I need to move data from on-premise to AWS redshift(region1). what is the fastest way?
1) use AWS snowball to move on-premise to s3 (region1)and then use Redshift's SQL COPY cmd to copy data from s3 to redshift.
2) use AWS Datapipeline(note there is no AWS Datapipeline in region1 yet. so I will setup a Datapipeline in region2 which is closest to region1) to move on-premise data to s3 (region1) and another AWS DataPipeline (region2) to copy data from s3 (region1) to redshift (region1) using the AWS provided template (this template uses RedshiftCopyActivity to copy data from s3 to redshift)?
which of above solution is faster? or is there other solution? Besides, will RedshiftCopyActivity faster than running redshift's COPY cmd directly?
Note it is one time movement so I do not need AWS datapipeline's schedule function.
Here is AWS Datapipeline's link: AWS Data Pipeline. It said: AWS Data Pipeline is a web service that helps you reliably process and move data between different AWS compute and storage services, as well as on-premises data sources....
It comes down to network bandwidth versus the quantity of data.
The data needs to move from the current on-premises location to Amazon S3.

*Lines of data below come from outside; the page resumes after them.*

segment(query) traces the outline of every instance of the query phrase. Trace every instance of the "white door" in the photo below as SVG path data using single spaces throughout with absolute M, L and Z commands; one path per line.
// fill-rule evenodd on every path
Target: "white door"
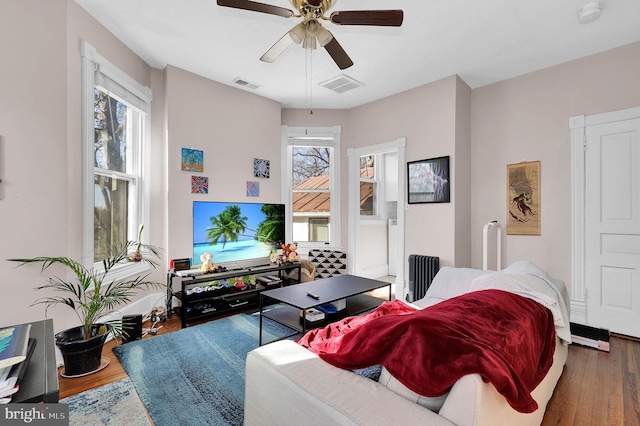
M 586 136 L 587 324 L 640 337 L 640 119 Z

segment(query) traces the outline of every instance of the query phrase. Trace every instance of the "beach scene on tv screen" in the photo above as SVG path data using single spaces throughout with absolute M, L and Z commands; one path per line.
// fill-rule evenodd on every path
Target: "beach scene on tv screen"
M 194 201 L 193 264 L 209 252 L 214 264 L 268 258 L 284 239 L 284 206 Z

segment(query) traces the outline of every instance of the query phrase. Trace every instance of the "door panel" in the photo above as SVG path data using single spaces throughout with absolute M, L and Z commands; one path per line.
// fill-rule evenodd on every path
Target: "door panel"
M 587 323 L 640 337 L 640 119 L 586 129 Z

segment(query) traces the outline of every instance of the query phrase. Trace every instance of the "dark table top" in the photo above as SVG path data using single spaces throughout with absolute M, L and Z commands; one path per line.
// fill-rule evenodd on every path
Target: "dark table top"
M 355 275 L 337 275 L 322 280 L 291 285 L 288 287 L 266 290 L 262 297 L 270 297 L 300 309 L 309 309 L 325 303 L 335 302 L 345 297 L 366 293 L 367 291 L 388 286 L 389 283 Z M 319 299 L 309 297 L 307 293 L 320 296 Z

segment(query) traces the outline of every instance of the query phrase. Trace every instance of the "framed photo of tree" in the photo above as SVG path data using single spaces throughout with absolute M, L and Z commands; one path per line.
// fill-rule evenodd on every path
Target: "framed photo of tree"
M 540 162 L 507 164 L 507 234 L 541 235 Z
M 407 176 L 409 204 L 450 201 L 449 156 L 410 161 Z

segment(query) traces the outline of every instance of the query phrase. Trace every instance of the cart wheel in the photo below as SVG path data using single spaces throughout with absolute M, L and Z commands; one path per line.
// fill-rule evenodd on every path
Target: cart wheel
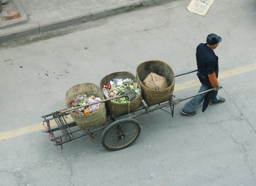
M 139 122 L 132 118 L 118 120 L 110 124 L 101 134 L 101 144 L 111 150 L 125 148 L 135 142 L 141 133 Z

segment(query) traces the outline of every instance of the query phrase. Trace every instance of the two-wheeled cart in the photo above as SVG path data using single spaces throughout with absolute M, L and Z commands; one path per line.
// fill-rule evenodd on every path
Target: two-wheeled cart
M 197 71 L 197 70 L 194 70 L 182 73 L 175 75 L 175 77 Z M 220 87 L 221 87 L 221 86 Z M 66 121 L 66 116 L 69 114 L 68 113 L 62 113 L 62 111 L 57 111 L 42 116 L 44 119 L 43 125 L 46 128 L 46 130 L 42 132 L 48 133 L 50 141 L 55 142 L 55 145 L 60 145 L 62 149 L 62 144 L 85 135 L 91 136 L 93 140 L 95 132 L 103 130 L 100 137 L 102 145 L 109 150 L 120 150 L 132 144 L 140 135 L 141 127 L 139 121 L 134 118 L 144 114 L 149 114 L 149 113 L 159 109 L 167 112 L 162 109 L 168 107 L 171 108 L 171 112 L 167 112 L 170 114 L 172 117 L 173 117 L 174 107 L 175 105 L 182 101 L 213 90 L 213 88 L 210 89 L 185 98 L 178 99 L 175 100 L 173 100 L 171 99 L 150 106 L 145 105 L 142 101 L 141 106 L 140 108 L 129 112 L 129 114 L 120 115 L 116 117 L 108 116 L 106 122 L 102 123 L 101 125 L 97 126 L 97 127 L 93 127 L 85 130 L 85 132 L 84 134 L 81 134 L 81 129 L 78 129 L 77 127 L 76 130 L 71 130 L 71 129 L 77 126 L 77 125 L 74 121 Z M 125 117 L 126 116 L 126 117 Z M 125 118 L 122 118 L 123 117 Z M 52 120 L 55 121 L 57 127 L 53 128 L 51 127 L 50 121 Z M 47 123 L 46 126 L 44 125 L 44 123 Z M 60 131 L 62 134 L 54 135 L 55 132 L 57 131 Z

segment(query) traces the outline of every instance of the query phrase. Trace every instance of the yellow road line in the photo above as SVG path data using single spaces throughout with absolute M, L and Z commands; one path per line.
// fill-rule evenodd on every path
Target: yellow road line
M 43 119 L 42 118 L 42 119 Z M 73 119 L 71 117 L 68 117 L 68 118 L 66 119 L 66 120 L 67 121 L 67 122 L 69 122 L 72 121 Z M 51 127 L 54 127 L 57 126 L 57 123 L 55 122 L 54 120 L 51 120 L 50 123 Z M 46 122 L 44 123 L 44 125 L 47 126 Z M 42 125 L 42 122 L 39 123 L 22 127 L 19 129 L 17 129 L 0 133 L 0 141 L 8 139 L 11 137 L 18 136 L 22 134 L 25 134 L 32 132 L 38 131 L 39 130 L 43 129 L 46 129 L 46 128 Z
M 256 63 L 246 65 L 245 66 L 236 68 L 231 70 L 219 73 L 218 80 L 220 80 L 224 78 L 231 77 L 233 75 L 238 75 L 243 73 L 247 72 L 256 69 Z M 197 79 L 194 80 L 189 81 L 180 84 L 175 84 L 174 86 L 174 91 L 183 90 L 191 88 L 197 85 L 201 85 L 201 83 Z
M 219 74 L 218 80 L 221 80 L 243 73 L 254 70 L 255 69 L 256 63 L 248 65 L 241 67 L 236 68 L 231 70 L 229 70 L 220 73 Z M 195 86 L 199 85 L 201 83 L 198 79 L 189 81 L 179 84 L 175 84 L 174 86 L 174 91 L 191 88 Z M 67 118 L 66 120 L 67 122 L 69 122 L 71 121 L 72 120 L 72 119 L 71 117 L 69 117 L 68 118 Z M 18 136 L 22 134 L 27 134 L 32 132 L 45 129 L 42 123 L 34 124 L 27 127 L 22 127 L 19 129 L 17 129 L 0 133 L 0 141 Z M 51 127 L 56 126 L 56 125 L 57 124 L 54 121 L 54 120 L 52 120 L 51 121 Z

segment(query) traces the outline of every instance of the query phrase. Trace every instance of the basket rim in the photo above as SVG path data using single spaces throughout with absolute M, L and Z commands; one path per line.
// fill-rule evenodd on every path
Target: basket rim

This can either be done via:
You can use an online network calculator to calculate how long it would take to copy via your network connection.
Then, compare that to using AWS Snowball to copy the data.
Pick whichever one is cheaper/easier/faster.
Once the data is in Amazon S3, use the Amazon Redshift COPY
command to load it.
If data is being continually added, you'll need to find a way to send continuous updates to Redshift. This might be easier via network copy.
There is no benefit in using Data Pipeline.